ECLI:NL:RBDHA:2024:20944
Rechtbank Den Haag
- Voorlopige voorziening
- Rechtspraak.nl
Voorlopige voorziening in asielzaak met betrekking tot overdracht aan Polen
Op 12 december 2024 heeft de voorzieningenrechter van de Rechtbank Den Haag uitspraak gedaan in een zaak tussen een verzoeker en de minister van Asiel en Migratie. De verzoeker had een asielaanvraag ingediend, maar deze was door de minister niet in behandeling genomen op grond van de verantwoordelijkheid van Polen voor de behandeling van de aanvraag. De verzoeker heeft hiertegen beroep ingesteld en verzocht om een voorlopige voorziening.

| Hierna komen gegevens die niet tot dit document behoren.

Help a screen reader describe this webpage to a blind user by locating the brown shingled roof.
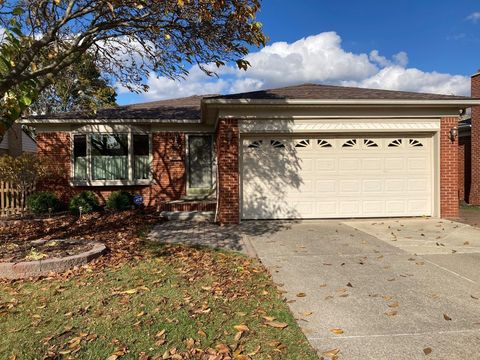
[33,84,471,120]
[34,96,208,120]
[214,84,470,100]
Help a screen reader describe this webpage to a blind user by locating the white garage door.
[241,135,433,219]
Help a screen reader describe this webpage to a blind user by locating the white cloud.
[126,32,470,100]
[467,11,480,23]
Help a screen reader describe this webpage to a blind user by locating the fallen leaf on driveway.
[384,310,397,316]
[322,348,340,358]
[265,321,288,329]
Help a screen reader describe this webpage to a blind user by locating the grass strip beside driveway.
[0,246,317,360]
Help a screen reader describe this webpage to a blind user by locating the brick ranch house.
[23,84,480,223]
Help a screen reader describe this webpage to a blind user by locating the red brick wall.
[469,72,480,205]
[440,117,459,218]
[458,136,471,203]
[37,132,186,208]
[216,119,240,224]
[37,132,75,202]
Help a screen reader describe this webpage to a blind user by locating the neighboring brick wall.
[37,132,186,209]
[440,117,459,218]
[469,72,480,205]
[216,119,240,224]
[458,136,472,203]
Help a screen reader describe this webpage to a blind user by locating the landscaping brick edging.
[0,240,107,280]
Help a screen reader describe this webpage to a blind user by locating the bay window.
[188,135,214,195]
[72,132,151,185]
[90,134,128,180]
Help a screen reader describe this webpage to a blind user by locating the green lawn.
[0,246,317,359]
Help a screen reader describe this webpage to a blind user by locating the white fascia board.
[203,99,480,107]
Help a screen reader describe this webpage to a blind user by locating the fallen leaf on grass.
[112,289,138,295]
[265,321,288,329]
[247,345,261,356]
[233,324,250,332]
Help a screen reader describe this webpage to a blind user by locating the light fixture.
[227,129,233,145]
[449,127,458,142]
[173,134,182,150]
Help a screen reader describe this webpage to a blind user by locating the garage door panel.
[339,200,360,217]
[315,158,337,171]
[315,179,337,195]
[385,157,405,171]
[339,180,362,195]
[385,200,407,216]
[316,200,338,217]
[407,157,430,170]
[241,136,433,219]
[338,158,361,171]
[362,179,383,193]
[407,178,428,193]
[363,200,385,216]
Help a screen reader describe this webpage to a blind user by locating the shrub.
[69,191,100,215]
[107,191,133,210]
[27,191,60,214]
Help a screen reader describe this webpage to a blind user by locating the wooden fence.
[0,181,34,217]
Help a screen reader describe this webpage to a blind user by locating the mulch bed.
[0,240,93,263]
[0,210,160,267]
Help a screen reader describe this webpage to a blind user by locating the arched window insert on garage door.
[408,139,423,147]
[342,139,357,148]
[247,140,263,149]
[363,139,378,147]
[270,140,285,149]
[388,139,403,147]
[295,139,310,148]
[317,139,332,147]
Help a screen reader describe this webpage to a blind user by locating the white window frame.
[185,132,217,197]
[70,127,153,186]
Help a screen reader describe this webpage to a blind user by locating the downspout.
[214,151,220,223]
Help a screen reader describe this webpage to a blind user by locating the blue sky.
[114,0,480,104]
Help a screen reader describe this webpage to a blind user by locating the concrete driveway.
[248,219,480,360]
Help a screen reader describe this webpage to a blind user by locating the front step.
[160,211,215,222]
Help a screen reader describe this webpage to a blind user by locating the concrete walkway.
[246,219,480,360]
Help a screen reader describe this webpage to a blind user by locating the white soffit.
[239,120,440,133]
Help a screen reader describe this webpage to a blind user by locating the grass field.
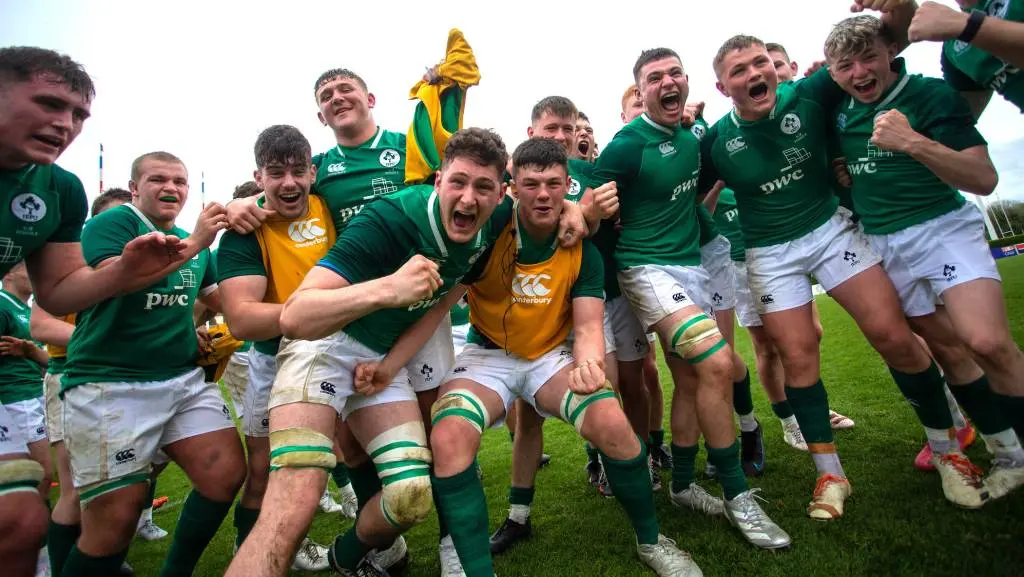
[112,257,1024,577]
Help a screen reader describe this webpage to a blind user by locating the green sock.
[61,546,128,577]
[430,460,495,577]
[992,393,1024,439]
[234,503,259,547]
[46,519,82,577]
[771,399,793,419]
[509,486,534,506]
[157,489,231,577]
[949,375,1011,435]
[348,459,383,511]
[672,443,699,493]
[650,428,665,447]
[892,363,953,436]
[785,378,831,444]
[331,461,354,489]
[331,525,373,574]
[732,371,754,415]
[601,443,662,545]
[705,441,750,499]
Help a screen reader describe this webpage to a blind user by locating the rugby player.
[701,31,986,520]
[356,137,700,577]
[592,48,791,548]
[59,152,245,576]
[825,15,1024,498]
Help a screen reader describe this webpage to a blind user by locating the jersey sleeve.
[48,167,89,243]
[215,231,266,281]
[920,80,987,151]
[793,67,846,114]
[697,123,721,196]
[316,200,413,285]
[940,47,988,92]
[199,248,217,289]
[569,241,604,298]
[82,207,138,266]
[588,132,643,191]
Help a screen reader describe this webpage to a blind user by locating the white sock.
[925,426,959,455]
[942,385,967,429]
[982,428,1024,464]
[509,505,529,525]
[739,411,758,432]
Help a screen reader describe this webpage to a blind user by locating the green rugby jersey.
[0,290,43,405]
[714,189,746,262]
[317,184,512,355]
[0,164,88,276]
[836,58,985,235]
[215,229,281,357]
[591,113,705,271]
[942,0,1024,112]
[450,298,469,327]
[313,127,406,235]
[701,69,845,248]
[61,204,217,391]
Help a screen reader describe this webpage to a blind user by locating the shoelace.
[939,453,982,487]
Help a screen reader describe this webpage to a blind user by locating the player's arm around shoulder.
[29,302,75,347]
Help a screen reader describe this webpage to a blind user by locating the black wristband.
[956,10,985,42]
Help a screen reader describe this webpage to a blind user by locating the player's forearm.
[971,16,1024,68]
[224,302,285,340]
[907,136,998,196]
[281,277,394,340]
[29,305,75,347]
[383,285,466,374]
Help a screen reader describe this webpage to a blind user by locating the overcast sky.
[0,0,1024,234]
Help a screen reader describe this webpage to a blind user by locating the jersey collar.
[427,190,483,258]
[334,126,384,158]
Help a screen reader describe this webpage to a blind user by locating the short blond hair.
[825,14,896,61]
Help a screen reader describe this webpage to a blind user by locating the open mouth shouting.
[748,82,768,104]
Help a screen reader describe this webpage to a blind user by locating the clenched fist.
[871,110,920,153]
[388,254,442,308]
[594,180,618,220]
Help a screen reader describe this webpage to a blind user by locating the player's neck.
[334,117,377,149]
[0,149,32,171]
[519,212,558,243]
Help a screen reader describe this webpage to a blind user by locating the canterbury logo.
[288,218,327,243]
[512,274,551,296]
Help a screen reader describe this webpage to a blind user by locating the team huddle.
[0,0,1024,577]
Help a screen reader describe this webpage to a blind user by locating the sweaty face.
[129,159,188,228]
[828,38,898,102]
[715,44,778,120]
[0,74,90,169]
[637,56,690,126]
[316,76,375,132]
[434,157,505,243]
[255,159,316,218]
[572,118,594,160]
[768,50,797,83]
[526,111,577,155]
[515,164,569,231]
[623,92,643,124]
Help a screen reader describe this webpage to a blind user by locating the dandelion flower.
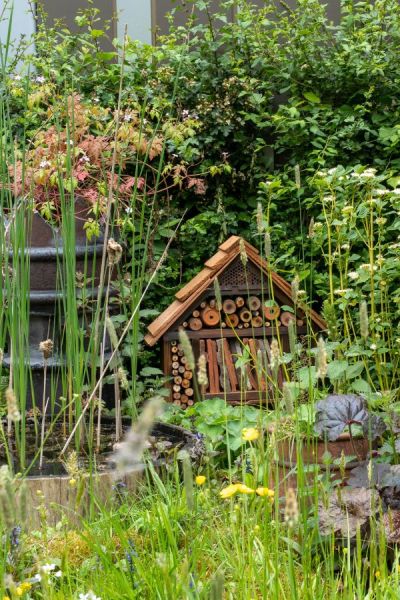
[256,487,275,500]
[40,563,56,573]
[242,427,260,442]
[219,483,239,500]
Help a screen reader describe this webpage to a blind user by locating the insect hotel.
[145,236,326,408]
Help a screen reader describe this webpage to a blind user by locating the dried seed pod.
[39,339,54,360]
[107,238,122,267]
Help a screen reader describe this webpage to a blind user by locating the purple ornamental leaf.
[363,415,387,440]
[318,487,379,538]
[314,394,368,442]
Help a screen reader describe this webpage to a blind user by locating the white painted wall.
[118,0,152,44]
[0,0,35,45]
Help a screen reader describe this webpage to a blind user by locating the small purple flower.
[10,525,21,548]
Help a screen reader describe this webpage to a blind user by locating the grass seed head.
[39,339,54,360]
[5,387,21,423]
[107,238,122,267]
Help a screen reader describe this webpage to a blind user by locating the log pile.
[170,341,194,408]
[170,338,282,410]
[182,295,304,331]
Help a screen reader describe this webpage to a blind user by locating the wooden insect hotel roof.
[145,235,326,346]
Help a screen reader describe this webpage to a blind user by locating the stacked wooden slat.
[200,338,282,395]
[170,341,194,409]
[182,295,304,331]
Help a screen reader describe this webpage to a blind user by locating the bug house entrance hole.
[145,236,326,408]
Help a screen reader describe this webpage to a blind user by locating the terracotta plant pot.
[271,433,375,495]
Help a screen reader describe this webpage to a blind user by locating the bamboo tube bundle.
[189,311,203,331]
[263,304,281,321]
[247,296,261,311]
[239,308,252,323]
[170,342,197,410]
[280,311,296,327]
[251,315,263,327]
[235,296,245,308]
[201,306,221,327]
[222,298,237,315]
[225,313,239,329]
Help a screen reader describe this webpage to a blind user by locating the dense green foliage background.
[5,0,400,392]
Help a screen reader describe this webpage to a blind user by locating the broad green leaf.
[303,92,321,104]
[346,362,364,379]
[328,360,349,381]
[140,367,164,377]
[351,379,371,394]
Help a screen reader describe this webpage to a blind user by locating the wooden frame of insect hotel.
[145,236,326,408]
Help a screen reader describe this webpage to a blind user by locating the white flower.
[361,168,376,178]
[360,263,378,272]
[40,563,56,573]
[342,204,354,215]
[348,271,360,281]
[79,590,101,600]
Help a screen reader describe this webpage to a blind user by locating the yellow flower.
[236,483,254,494]
[242,427,260,442]
[256,488,275,500]
[219,483,239,499]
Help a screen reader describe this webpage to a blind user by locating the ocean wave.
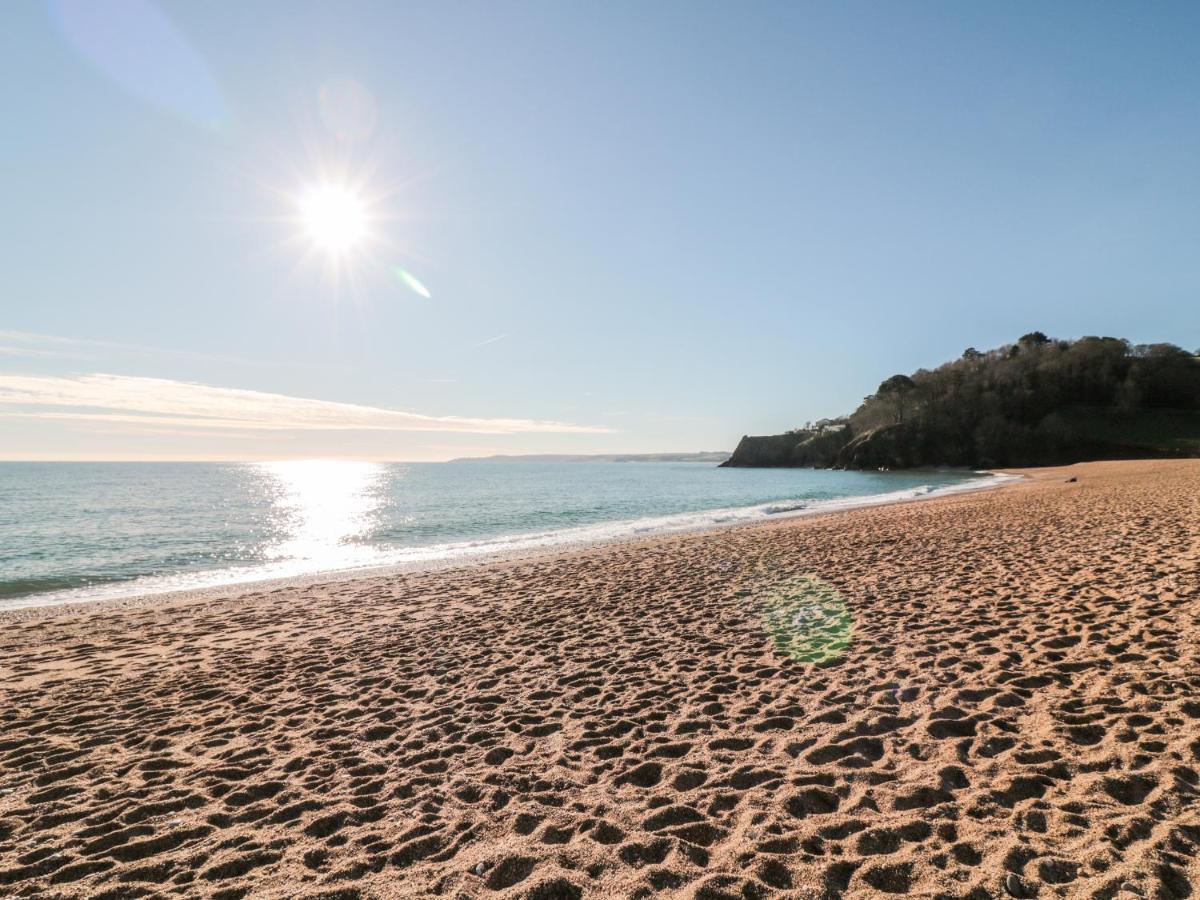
[0,473,1018,608]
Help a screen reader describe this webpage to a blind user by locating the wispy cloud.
[0,374,611,434]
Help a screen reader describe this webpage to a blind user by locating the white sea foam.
[7,473,1020,610]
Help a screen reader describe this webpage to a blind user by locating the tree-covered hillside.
[725,331,1200,468]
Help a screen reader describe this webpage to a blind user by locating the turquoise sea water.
[0,461,980,608]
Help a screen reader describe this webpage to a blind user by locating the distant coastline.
[450,450,733,464]
[721,331,1200,469]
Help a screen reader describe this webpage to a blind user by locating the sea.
[0,460,996,608]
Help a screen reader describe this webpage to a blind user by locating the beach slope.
[0,460,1200,900]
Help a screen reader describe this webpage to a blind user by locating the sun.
[296,184,371,257]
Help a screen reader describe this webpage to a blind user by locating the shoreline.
[0,467,1022,624]
[0,460,1200,900]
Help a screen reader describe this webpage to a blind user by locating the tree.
[1016,331,1050,350]
[875,374,917,425]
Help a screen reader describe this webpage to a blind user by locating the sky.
[0,0,1200,461]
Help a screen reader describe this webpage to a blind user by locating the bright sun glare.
[299,184,367,256]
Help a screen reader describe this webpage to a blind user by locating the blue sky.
[0,0,1200,460]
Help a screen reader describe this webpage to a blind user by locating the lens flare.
[762,576,854,666]
[296,184,370,257]
[392,265,432,300]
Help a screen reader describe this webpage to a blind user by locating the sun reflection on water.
[258,460,386,569]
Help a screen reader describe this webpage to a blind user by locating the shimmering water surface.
[0,461,980,607]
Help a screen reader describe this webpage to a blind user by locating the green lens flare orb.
[762,576,854,666]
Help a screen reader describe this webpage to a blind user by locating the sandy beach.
[0,460,1200,900]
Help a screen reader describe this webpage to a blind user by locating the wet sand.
[0,461,1200,900]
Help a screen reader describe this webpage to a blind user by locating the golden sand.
[0,461,1200,900]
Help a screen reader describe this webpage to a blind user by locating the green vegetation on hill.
[724,331,1200,468]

De voorzieningenrechter heeft op basis van artikel 8:83, derde lid, van de Algemene wet bestuursrecht (Awb) uitspraak gedaan zonder zitting.
De voorzieningenrechter overwoog dat op grond van artikel 8:81, eerste lid, van de Awb een voorlopige voorziening kan worden getroffen indien onverwijlde spoed dat vereist. In dit geval was de asielaanvraag van verzoeker niet in behandeling genomen omdat Polen verantwoordelijk was, zoals bepaald in de Dublinverordening. De voorzieningenrechter constateerde dat het beroep van verzoeker niet binnen de uiterste overdrachtstermijn van 9 januari 2025 kon worden behandeld, wat de vereiste onverwijlde spoed rechtvaardigde.
De voorzieningenrechter oordeelde dat het belang van verzoeker om aanwezig te zijn bij de behandeling van zijn beroep zwaarder weegt dan het belang van de minister om verzoeker eerder over te dragen. Daarom werd het verzoek om een voorlopige voorziening toegewezen. Tevens werd de minister veroordeeld tot vergoeding van de proceskosten van verzoeker, vastgesteld op € 875. De uitspraak werd openbaar gemaakt op www.rechtspraak.nl en er staat geen hoger beroep of verzet open tegen deze uitspraak.